Years of religious weight lifting had added rippling slabs of muscle to Blaine’s frame. He had worked out obsessively, trying to cheat age and fool his muscles into thinking they were younger. But all those months in the hospital had taken both bulk and tone away, leaving soft layers of flab in their place. Now, after only a month with Buck, the flab was gone. He was thinner and leaner than he had been in years, trading muscle for speed while sacrificing only minimal strength in the process. The change was especially kind to his hip, since it was carrying twenty fewer pounds now than it had last year.
Blaine couldn’t pinch fat anywhere on his body, and best of all, he could pinch with two hands. The restricted motion of his shoulder had vanished, the mobility back. He could pivot and twist now almost as well as ever, no longer doubting his hip could take the strain.
Blaine ducked under the porch railing and dove into the water, a daily ritual. Every morning he’d swim under Buck Torrey’s stilt house and paddle around underwater as long as he could, trying to stretch the seconds each day.
“How’d I do?” he asked, heaving for air as he splashed back above the surface.
Torrey looked up from his watch. “Minute forty-five. Best yet, you son of a bitch, your new fucking record. But don’t even think about leaving here until you top two minutes ten.”
“Why two minutes ten?”
“’Cause that’s my record.”
They had fallen into a routine that Torrey changed up or added to almost every day. Blaine hoped this morning they’d be taking to the trees that lay out in the swamp just beyond Torrey’s stretch of water, where knotty tangles of drooping vines formed umbrella-like canopies. Trees that grew more out than up.
It had been agony at first for Blaine to climb those vines. Afraid to put too much weight on his shoulder, he overcompensated and had his face scratched to hell by the prickly ends. Once the shoulder began to shape up, he climbed easily at arms’ distance, looking more like a monkey or a squirrel than a man.
Buck Torrey had him start moving from tree to tr
ee up high, and when that became routine for Blaine, Buck outfitted him with a backpack a quarter full of rocks.
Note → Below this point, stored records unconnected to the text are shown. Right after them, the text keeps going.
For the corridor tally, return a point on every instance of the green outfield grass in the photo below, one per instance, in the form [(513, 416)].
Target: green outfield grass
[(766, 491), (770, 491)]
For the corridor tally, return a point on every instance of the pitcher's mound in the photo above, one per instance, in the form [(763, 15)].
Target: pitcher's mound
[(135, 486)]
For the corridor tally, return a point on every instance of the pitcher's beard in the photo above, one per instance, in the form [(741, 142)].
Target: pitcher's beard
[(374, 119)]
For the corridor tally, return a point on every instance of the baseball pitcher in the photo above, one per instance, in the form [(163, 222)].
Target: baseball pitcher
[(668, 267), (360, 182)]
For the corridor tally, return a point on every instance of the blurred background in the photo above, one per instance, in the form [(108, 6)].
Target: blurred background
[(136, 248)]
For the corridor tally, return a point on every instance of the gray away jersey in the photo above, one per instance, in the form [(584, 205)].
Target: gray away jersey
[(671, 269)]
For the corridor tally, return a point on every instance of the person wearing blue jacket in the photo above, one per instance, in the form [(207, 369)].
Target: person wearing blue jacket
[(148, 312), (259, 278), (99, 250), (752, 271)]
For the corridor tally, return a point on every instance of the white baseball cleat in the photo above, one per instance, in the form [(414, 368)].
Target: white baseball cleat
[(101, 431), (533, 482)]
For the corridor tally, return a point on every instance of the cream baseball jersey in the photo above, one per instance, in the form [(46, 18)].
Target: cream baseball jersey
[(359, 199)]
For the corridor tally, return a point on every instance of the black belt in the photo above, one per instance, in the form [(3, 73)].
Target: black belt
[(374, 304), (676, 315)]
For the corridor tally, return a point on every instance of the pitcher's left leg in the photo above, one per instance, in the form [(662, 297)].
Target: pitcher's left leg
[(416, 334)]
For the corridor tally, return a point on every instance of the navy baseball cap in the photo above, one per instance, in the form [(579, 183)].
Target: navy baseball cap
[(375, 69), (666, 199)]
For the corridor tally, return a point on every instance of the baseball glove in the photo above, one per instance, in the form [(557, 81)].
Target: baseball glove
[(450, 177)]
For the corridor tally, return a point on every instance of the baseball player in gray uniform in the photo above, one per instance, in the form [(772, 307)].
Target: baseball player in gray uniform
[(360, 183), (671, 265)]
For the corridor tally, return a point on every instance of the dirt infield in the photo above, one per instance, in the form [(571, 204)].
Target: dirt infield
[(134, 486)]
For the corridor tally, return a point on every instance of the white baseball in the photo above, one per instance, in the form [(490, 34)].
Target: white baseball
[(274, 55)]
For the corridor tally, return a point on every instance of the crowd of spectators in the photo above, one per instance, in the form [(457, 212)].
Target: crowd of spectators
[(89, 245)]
Each visit to the swamp, Torrey added more, until Blaine was toting the equivalent of a fifty-pound army pack.
“Got a surprise for you today, son,” Torrey said this morning as Blaine drooped a towel over his dripping frame. “Your first big test, see how close you are to being ready to leave me be.” He checked his watch, then looked up at the sun. “We’d better get moving if we don’t want to lose our chance.”
They headed out on foot. The fact that Torrey wasn’t carrying the backpack into which he stuffed rocks was a giveaway that climbing was not on the agenda today, even before they trekked deeper into the swamp than they had gone before. Nearing the shallows, Blaine became conscious of shapes shifting about, dark blurs of motion sliding through the black water.
“Gators,” Buck Torrey said softly, turning back to him.
“Oh.”
“Remember the obstacle course at Bragg?”
“Live fire?”
“That’s the one. You recall why we used live ammo, ’spite of the risks?”
Blaine continued to walk just behind Torrey along the thin trail of muck, careful to match his footprints as closely as possible. “Because if you know when and where the bullets are coming from and still can’t handle them, you sure as hell won’t be able to handle combat.”
“‘Handle them,’” Torrey repeated. “I like the way you put it, ’cause that’s the way it is. You get your fix on the first one and make sure you’re somewhere else when the next one comes. Simple, but it keeps people alive.”
“Dead Simple.”
Torrey stopped and looked back at him. “My point exactly, son. The course was a prime way of cutting the fat off the bone. Every time through, we move the bullets a little closer. Take one on the course, you probably walk away wounded. Take one in the country somewhere, you don’t walk away at all. So I get to thinking ‘bout all we been doing this last month or so. I think I done everything you come down here for ’cept one, and that is to see if you’re really ready for live fire again.”